La 727.ma Perdonanza: da maxisagra a Sanremo ma manca il “messaggio”

Riccardo Cocciante a Collemaggio (Foto Renato Vitturini)

La mia analisi sul Messaggero di oggi:

Al netto dei gusti personali (giustamente variegati), dei giudizi dei soliti “tromboni” nullafacenti ma tuttocapenti e delle stucchevoli polemiche da caciara politica (stranamente spesso coincidenti se a governare è il centrodestra o il centrosinistra), proviamo a fare un’analisi (con relativa “pagella”, tradizione del Messaggero) della 727.ma Perdonanza.


LA SAGA DEI BIGLIETTI
Le cose devono funzionare. Chi scrive voleva prenotare tre biglietti per il concerto di ieri sera. Non ci è riuscito dovendo anche sopportare anche una serie di beffe e controbeffe di un meccanismo assurdo. Il sistema di prenotazione è stato ridicolo, non funzionando dal primo giorno. Perchè? Di chi la responsabilità? Lo si pagherà ugualmente?
Voto 2 meno meno

IL TEATRO DEL PERDONO
Nelle 38 edizioni della “Perdonanza Moderna” è antica e mai risolta la diatriba di quale sia lo scenario del “fate festa” (la frase usata da Papa Celestino V). Lo scenario è Collemaggio ma certo la conformazione naturale della Scalinata di San Bernardino fanno di quest’ultima un luogo cardine. Al di là del fatto che entrambe sono senza parcheggi (le maledizioni dei tanti turisti forse sono arrivate anche ai piani alti di palazzo Fibbioni…), a Collemaggio sono elevatissimi i rischi di andare a intaccare (come è successo quest’anno: le critiche al “contropalco” all’inizio del prato sono state feroci e univoche) il meraviglioso skyline della facciata ma anche l’agibilità delle 24 ore clou, religiose e non solo, dell’apertura e chiusura della Porta Santa. Si dirà: c’è il Covid. E’ vero. Ma è anche vero che la città non ha uno spazio attrezzato per maxi-eventi nè sta facendo nulla per dotarsene. In sostanza: ha senso spendere 800 mila (o-t-t-o-c-e-n-t-o-m-i-l-a) euro per fare concerti in una aia di paese da 2.000 posti?
Voto 5 meno meno


SPETTACOLI
“La Perdonanza come Sanremo” è stata da un lato la critica e dall’altra l’esaltazione nei confronti di un programma (varato tardissimo, come da tradizione) ma al top. Il maestro Leonardo De Amicis è risorsa eccezionale: con lui il top è garantito.
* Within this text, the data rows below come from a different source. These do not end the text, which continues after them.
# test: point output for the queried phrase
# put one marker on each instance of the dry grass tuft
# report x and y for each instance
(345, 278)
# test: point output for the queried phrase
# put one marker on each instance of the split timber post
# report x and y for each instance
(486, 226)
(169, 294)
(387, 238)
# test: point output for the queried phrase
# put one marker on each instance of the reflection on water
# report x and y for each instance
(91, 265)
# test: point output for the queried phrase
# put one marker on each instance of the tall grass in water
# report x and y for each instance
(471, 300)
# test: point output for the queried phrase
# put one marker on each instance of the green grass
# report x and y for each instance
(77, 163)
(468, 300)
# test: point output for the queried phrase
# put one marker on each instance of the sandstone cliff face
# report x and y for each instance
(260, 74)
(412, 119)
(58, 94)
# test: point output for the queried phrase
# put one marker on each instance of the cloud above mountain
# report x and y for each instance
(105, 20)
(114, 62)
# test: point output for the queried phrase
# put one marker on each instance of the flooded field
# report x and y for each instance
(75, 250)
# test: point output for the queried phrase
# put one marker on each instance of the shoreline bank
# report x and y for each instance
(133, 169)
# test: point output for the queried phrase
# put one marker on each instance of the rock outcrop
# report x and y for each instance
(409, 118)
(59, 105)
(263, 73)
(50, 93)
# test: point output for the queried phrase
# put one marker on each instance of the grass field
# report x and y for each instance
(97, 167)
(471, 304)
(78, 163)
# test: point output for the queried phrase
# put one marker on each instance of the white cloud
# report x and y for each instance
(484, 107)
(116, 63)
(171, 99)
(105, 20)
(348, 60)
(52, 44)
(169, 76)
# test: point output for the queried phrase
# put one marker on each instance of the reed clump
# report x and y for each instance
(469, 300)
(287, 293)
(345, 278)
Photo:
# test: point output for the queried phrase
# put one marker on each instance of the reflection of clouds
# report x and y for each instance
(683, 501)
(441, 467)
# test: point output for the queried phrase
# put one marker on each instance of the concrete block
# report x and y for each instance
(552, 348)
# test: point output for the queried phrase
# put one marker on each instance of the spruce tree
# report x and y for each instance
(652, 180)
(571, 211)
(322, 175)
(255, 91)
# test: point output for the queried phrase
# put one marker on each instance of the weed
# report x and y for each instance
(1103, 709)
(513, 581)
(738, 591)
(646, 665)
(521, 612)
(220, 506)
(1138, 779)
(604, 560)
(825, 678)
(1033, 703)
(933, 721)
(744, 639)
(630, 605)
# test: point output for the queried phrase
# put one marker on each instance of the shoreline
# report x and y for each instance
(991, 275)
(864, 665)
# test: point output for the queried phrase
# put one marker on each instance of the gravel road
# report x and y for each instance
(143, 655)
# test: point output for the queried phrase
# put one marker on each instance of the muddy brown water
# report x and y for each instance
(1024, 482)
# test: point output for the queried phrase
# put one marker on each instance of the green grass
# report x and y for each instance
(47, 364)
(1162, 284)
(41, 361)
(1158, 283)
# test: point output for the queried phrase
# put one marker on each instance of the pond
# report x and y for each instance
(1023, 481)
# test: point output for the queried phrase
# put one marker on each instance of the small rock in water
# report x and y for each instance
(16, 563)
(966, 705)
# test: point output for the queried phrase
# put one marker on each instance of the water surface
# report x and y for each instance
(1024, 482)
Ma, paradossalmente, rischia di essere un boomerang perchè questo aspetto fa ancora di più risaltare l’inadeguatezza dell’aspetto del “messaggio”. In sostanza: con De Amicis ora siamo al sicuro (e non è poco) ma tale aspetto non è nè può essere “la” Perdonanza.
Voto 7 e mezzo


IL MESSAGGIO
Qui cade l’asino! Se si chiede a un aquilano (e a maggior ragione a un turista) quale sia stato il filo conduttore di questa edizione, la risposta è «non saprei». Non c’è stato. Non lo si è pensato. E purtroppo è la seconda edizione targata Unesco. Sì, c’è stato e c’è il Covid. Ma senza progettazione e programmazione è un disastro. Senza un organismo fisso che tecnicamente pensi, oggi, 31 agosto, la Perdonanza dell’anno prossimo (quando, peraltro ci saranno anche le elezioni comunali), non ci siamo. A maggior ragione se, come tutti speriamo, l’anno prossimo verrà Papa Francesco ad aprire, primo Pontefice della Storia a farlo, la Porta Santa. Anche la Curia è stata carente: nessun approfondimento, nessuna idea, nessun contributo. Il compitino. Chi scrive aveva detto (anche per interesse proprio, ovviamente interesse intellettuale), al sindaco Biondi, un anno fa, che si sarebbe potuto sfruttare il Settecentenario della morte (14 settembre) di Dante e una “rilettura” del testo di Ignazio Silone “L’avventura di un povero cristiano”. Restano le efficaci citazioni siloniane fatte nei discorsi ufficiali dello stesso primo cittadino e dal Cardinale Feroci.